Cette ouverture passera notamment par les partenariats. Jean-Luc Elice souhaite développer les liens avec des établissements étrangers, en particulier en Australie et au Japon, deuxième langue enseignée en Nouvelle-Calédonie.
Une semaine consacrée aux arts et à la culture
La culture constitue un autre pilier du projet. « Une culture qui ne se montre pas, c’est une culture qui n’existe pas », résume Jean-Luc Elice. Il souhaite notamment organiser une semaine consacrée aux arts et à la culture au sein du collège, en associant des acteurs et partenaires extérieurs ainsi que les autorités coutumières.
Éducation aux médias : au-delà de la question du smartphone
Afin de former les jeunes à l’esprit critique et à la compréhension de l’information, Jean-Luc Elice envisage la création d’une classe média. Un enjeu qui se pose toutefois différemment en Nouvelle-Calédonie. Car contrairement à de nombreux établissements de l’Hexagone, l’usage du smartphone ne constitue pas, selon Jean-Luc Elice, une difficulté majeure au sein du collège. La question porte davantage sur l’éducation aux médias, la manière dont les élèves s’informent et leur capacité à prendre du recul face aux contenus auxquels ils sont exposés.

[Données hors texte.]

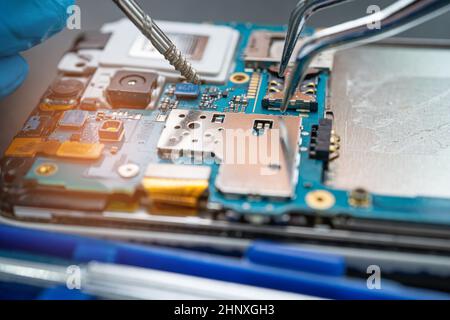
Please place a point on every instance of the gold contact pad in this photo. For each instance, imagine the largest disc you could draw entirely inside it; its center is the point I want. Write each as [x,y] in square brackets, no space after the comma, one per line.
[79,150]
[177,192]
[29,147]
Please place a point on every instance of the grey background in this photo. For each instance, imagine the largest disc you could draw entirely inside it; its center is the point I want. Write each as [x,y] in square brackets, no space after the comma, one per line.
[43,59]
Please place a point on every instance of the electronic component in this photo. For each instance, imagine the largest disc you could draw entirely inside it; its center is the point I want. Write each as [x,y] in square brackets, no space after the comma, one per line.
[264,49]
[36,126]
[78,150]
[137,139]
[176,185]
[129,89]
[73,119]
[209,48]
[186,91]
[111,130]
[229,139]
[63,94]
[29,147]
[321,141]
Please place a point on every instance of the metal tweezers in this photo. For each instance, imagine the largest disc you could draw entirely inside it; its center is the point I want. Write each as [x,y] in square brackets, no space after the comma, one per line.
[396,18]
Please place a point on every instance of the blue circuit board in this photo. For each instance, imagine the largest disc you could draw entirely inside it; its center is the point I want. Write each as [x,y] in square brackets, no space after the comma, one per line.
[72,174]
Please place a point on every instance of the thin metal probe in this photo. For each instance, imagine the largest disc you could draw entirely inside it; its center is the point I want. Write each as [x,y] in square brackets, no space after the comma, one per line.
[297,21]
[158,38]
[398,17]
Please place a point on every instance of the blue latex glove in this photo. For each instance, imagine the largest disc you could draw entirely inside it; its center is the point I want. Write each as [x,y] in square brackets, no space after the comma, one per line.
[24,24]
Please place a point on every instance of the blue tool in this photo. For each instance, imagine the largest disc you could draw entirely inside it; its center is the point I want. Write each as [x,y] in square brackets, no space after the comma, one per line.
[278,275]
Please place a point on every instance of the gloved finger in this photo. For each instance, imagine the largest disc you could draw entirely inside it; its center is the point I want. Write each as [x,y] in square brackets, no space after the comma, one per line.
[14,70]
[26,23]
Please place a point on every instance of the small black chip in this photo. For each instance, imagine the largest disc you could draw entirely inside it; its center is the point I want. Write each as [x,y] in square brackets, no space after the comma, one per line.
[73,119]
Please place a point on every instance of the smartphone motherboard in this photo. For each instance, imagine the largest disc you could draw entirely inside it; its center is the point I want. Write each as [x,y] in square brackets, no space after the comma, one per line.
[119,139]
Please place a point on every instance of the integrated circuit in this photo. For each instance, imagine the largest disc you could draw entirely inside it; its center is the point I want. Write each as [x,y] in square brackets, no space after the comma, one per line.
[73,119]
[186,91]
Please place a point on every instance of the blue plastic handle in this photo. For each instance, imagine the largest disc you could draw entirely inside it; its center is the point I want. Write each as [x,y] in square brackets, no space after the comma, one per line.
[241,271]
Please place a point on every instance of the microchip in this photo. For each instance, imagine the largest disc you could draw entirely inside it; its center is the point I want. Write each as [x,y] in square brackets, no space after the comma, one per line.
[73,119]
[187,91]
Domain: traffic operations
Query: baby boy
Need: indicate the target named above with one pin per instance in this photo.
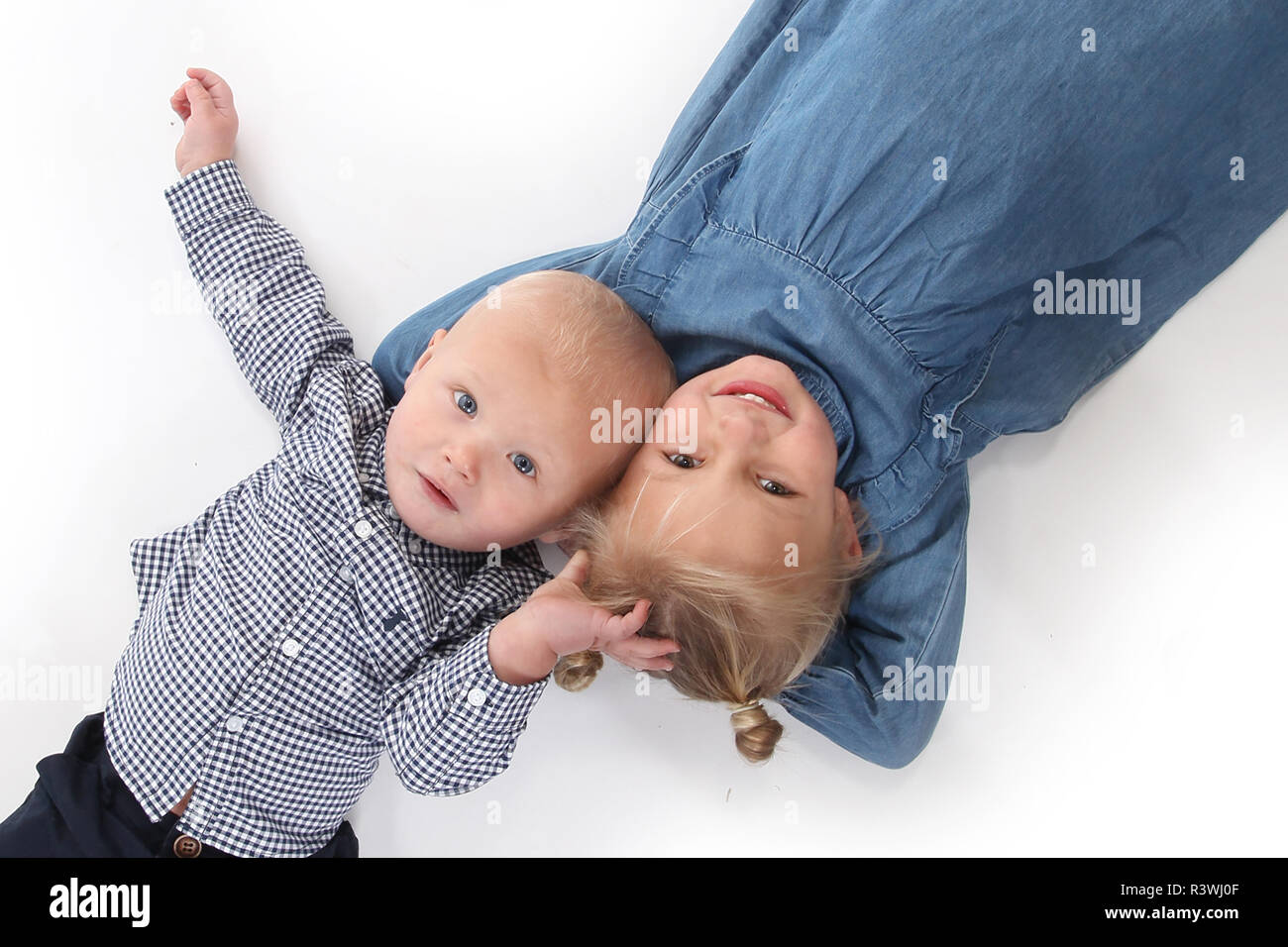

Former les parents au harcèlement
Pour lui, former des citoyens suppose aussi d’associer davantage les familles à la vie de la communauté éducative. Dès octobre 2026, le collège proposera ainsi, sur la base du volontariat, une formation de « parents ambassadeurs » contre le harcèlement. Une dizaine de parents se sont déjà inscrits.
Jean-Luc Elice a déjà expérimenté ce dispositif dans ses précédents établissements, avec l’objectif de faire des parents des relais identifiés et reconnus par les élèves, les familles et les équipes éducatives. Accompagné par le vice-rectorat, le projet sera expérimenté à partir de la rentrée de février 2027. En Nouvelle-Calédonie, la lutte contre le harcèlement scolaire constitue une priorité pleinement prise en compte par le Vice-Rectorat, qui déploie des actions de prévention, de sensibilisation et d’accompagnement.
.« Permettre aux jeunes de prendre en main le pays »
Cette ambition prend une dimension particulière dans une Nouvelle-Calédonie encore marquée par les événements de 2024. De façon plus concrète, les difficultés se traduisent notamment par l’absence de transports scolaires sur certains secteurs. Les parents doivent alors s’organiser pour transporter eux-mêmes leurs enfants.
Dans ce contexte, Jean-Luc Elice veut aussi montrer aux collégiens des parcours de Calédoniens qui ont réussi et leur donner des figures auxquelles s’identifier. Car derrière les apprentissages se dessine l’ambition de donner aux jeunes la confiance nécessaire pour devenir eux-mêmes acteurs de l’avenir du territoire.
« Ils ont beaucoup de potentiel, beaucoup de compétences », insiste-t-il. Son objectif est de leur permettre de regarder les exemples qui existent autour d’eux et de comprendre qu’ils sont eux aussi capables, demain, de « prendre en main le pays ».